Whooping cough claims Lennox infant
DANA Elizabeth McCaffery never stood a chance.
Only weeks after her birth Dana, the Lennox Head grand-daughter of former Kangaroo Ken McCaffery, contracted whooping cough.
On Monday she died. She was only four weeks old.
“We feel cheated and are broken-hearted, but take strength that our girl fought so courageously to beat this insidious disease that claims the most vulnerable,” Dana's parents, Toni and David, said in a statement to The Northern Star yesterday.
Dana's death - the first death of an infant from whooping cough in NSW since 1997 - has triggered new debate about the importance of vaccination against the disease.
“We miss her so much and are devastated that such a beautiful, innocent child is the victim of ignorance. She never stood a chance against this epidemic,” Mr and Mrs McCaffery said in their statement.
In the wake of her death, the North Coast Area Health Service is now advising parents to have their babies immunised at six weeks of age.
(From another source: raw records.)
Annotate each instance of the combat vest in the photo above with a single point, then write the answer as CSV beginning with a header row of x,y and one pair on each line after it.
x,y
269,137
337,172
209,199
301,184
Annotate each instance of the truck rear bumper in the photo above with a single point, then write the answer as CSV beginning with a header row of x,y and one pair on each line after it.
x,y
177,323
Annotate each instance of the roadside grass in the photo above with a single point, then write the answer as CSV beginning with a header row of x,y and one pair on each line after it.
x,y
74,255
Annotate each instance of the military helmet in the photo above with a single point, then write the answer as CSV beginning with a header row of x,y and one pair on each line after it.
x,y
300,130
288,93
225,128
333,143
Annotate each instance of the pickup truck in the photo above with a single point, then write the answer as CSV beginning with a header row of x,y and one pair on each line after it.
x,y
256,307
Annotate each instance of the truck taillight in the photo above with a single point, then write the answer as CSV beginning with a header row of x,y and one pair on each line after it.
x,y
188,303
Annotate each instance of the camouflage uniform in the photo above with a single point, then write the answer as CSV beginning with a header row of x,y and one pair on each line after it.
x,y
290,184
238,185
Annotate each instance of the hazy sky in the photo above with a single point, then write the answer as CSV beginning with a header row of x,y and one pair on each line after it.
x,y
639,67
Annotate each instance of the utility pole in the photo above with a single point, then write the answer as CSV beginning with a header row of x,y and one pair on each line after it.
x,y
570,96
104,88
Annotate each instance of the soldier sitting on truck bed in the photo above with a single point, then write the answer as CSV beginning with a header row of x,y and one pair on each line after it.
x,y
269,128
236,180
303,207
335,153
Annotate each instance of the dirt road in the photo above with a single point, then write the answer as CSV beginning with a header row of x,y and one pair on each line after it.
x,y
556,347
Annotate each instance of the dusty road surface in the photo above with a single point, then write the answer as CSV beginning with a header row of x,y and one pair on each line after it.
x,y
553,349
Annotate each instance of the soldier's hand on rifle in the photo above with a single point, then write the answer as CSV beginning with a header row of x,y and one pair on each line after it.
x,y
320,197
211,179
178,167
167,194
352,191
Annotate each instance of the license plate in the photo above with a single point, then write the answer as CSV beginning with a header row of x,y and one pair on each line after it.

However, 'bringing the vaccination schedule forward would not have saved the baby that died on Monday', the service's public health director, Paul Corben, conceded.
“The standard schedule was two months, four months and six month intervals, but we are asking in context of the current outbreak that people commence their baby's first vaccination at six weeks.
“The new schedule will be six weeks, four months and six months of age.”
Mr Corben said the community would have to work together to ensure no more children died from the illness, by vaccinating children and adults alike.
Mr Corben was backed by prominent Lismore paediatrician, Dr Chris Ingall, who said protecting infants from whooping cough required a co-ordinated community-wide effort.
“The only way to stop babies getting infected with whooping cough is by vaccination, there is no other way,” he said.
“The vaccination rates on the North Coast are the worst in Australia. This is why we have so many incidences in this area compared with other parts of Australia.
“Parents should be alarmed, whooping cough kills little babies. We must get our vaccination rates up so adults don't pass the disease on to babies.”
Whatever comes next will be too late for Dana, Toni and David.
“Our gorgeous Dana has touched so many people - we just wish we could still hold her and see her grow into a beautiful woman,” they said.
- The Northern Rivers has the highest rates of whooping cough in Australia.
- The illness hits hardest in communities with low vaccination rates.
- The disease can be fatal in babies.
- Adults need to be vaccinated, as well as children.
- NSW Department of Health provides free vaccines to parents, grandparents and people who care for new babies.